I attended the pre-conference public health workshop and the second day of the workshop was devoted to “The power of story: Learning storytelling techniques from Hollywood’s master storytellers.” The panel presenting this workshop was:
Sandra de Castro Buffington, Director, Hollywood, Health & Society
Christopher Keyser, President, Writers Guild of America, West
Jennifer Cecil, Executive Producer, Private Practice (ABC)
Sarah Watson, Co-Executive Producer, Parenthood (NBC)
Zoanne Clack , Co-Executive Producer, Grey’s Anatomy (ABC)
Christopher Keyser presented on the elements of effective storytelling, and I want to share these with you from my workshop notes.

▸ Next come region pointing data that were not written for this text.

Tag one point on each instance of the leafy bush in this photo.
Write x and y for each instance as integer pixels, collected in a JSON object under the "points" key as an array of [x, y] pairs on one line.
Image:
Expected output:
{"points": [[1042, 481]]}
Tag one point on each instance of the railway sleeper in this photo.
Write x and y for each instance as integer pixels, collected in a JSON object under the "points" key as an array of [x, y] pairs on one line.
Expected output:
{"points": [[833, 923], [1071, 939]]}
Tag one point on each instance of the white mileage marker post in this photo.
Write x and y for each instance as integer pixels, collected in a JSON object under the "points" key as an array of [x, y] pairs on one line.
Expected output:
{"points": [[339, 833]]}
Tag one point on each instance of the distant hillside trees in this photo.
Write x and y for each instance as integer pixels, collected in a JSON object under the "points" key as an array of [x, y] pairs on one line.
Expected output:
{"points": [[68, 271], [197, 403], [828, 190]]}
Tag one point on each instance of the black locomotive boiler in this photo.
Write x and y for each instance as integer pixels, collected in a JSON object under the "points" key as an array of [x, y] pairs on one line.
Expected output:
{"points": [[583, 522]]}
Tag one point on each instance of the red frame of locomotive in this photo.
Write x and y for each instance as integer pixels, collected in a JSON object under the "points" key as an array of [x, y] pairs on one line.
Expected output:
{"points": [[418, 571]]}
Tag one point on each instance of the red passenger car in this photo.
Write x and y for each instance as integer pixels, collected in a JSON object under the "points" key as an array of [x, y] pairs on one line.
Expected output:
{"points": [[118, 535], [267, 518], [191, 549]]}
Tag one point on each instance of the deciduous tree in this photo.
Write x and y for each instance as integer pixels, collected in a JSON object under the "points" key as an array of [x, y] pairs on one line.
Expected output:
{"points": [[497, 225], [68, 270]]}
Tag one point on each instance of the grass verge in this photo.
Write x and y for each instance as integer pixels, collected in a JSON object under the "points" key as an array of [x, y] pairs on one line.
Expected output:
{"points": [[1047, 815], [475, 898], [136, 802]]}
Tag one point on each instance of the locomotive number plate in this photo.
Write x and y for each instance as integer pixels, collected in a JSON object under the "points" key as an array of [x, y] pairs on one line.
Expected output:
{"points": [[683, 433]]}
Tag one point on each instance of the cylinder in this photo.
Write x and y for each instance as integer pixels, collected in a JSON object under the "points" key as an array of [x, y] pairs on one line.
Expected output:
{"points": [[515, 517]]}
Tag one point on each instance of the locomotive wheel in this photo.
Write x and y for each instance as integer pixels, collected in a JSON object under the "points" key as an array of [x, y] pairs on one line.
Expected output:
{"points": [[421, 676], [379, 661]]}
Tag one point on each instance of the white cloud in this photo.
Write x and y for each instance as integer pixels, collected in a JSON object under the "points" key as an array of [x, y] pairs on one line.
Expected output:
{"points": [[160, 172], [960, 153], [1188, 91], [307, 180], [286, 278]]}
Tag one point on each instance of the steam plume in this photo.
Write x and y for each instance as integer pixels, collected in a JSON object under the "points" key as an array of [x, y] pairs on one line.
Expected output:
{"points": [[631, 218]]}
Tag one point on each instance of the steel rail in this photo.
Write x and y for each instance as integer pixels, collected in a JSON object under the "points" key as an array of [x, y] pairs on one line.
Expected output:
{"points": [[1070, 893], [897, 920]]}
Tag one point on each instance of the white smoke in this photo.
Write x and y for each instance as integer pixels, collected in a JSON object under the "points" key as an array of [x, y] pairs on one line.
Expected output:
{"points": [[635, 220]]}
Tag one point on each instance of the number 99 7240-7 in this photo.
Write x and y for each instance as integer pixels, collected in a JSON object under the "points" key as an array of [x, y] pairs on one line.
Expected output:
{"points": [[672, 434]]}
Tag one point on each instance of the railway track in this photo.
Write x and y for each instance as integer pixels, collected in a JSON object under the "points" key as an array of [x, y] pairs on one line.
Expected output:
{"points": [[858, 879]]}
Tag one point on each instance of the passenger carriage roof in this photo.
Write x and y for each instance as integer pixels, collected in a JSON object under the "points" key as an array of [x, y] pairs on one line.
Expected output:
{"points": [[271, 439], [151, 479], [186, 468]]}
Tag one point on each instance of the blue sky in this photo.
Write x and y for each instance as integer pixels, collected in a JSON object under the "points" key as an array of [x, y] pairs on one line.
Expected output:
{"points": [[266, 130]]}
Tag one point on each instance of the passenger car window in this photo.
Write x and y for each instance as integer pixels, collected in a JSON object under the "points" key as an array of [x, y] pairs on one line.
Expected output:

While he was talking about scripting TV drama shows I think the points he made are also useful guides for any writing endeavour where we’re trying to get across a particular story, or share about a particular kaupapa (agenda).
Christopher talked about four key elements.
Clarity Be clear about the point you want to make. Don’t be too board or too specific. Every scene is some kind of argument for the same thing or theme.
Focus Stick to the idea in the underlying message and plot. Having a structure or outline is a good idea as it will help you know where detours are being made.
Conciseness You have to be able to do things in short order. Attention spans are getting shorter so you have to tell stories quickly and efficiently while making it feel like real life. How many times have you heard that about a research report? Try to write what you need to say in under 30 pages.
Vividness The story needs to be interesting as it’s got to draw people in. Take people on a journey with you.
In television dramas stories are about showing, not telling viewers, the story. They are also sometimes about subverting expectations and taking people off guard. The pitfalls he’s identified in people’s storytelling is that they get bogged down in tiny details, or they go wandering off on a tangent so it’s not clear what the story is about. A question to ask yourself is “Does this advance the plot?” If you’re getting into minute detail or leading people away from your kaupapa (agenda) it’s unlikely they’ll be any better than you at focusing on what you’re really wanting to tell them.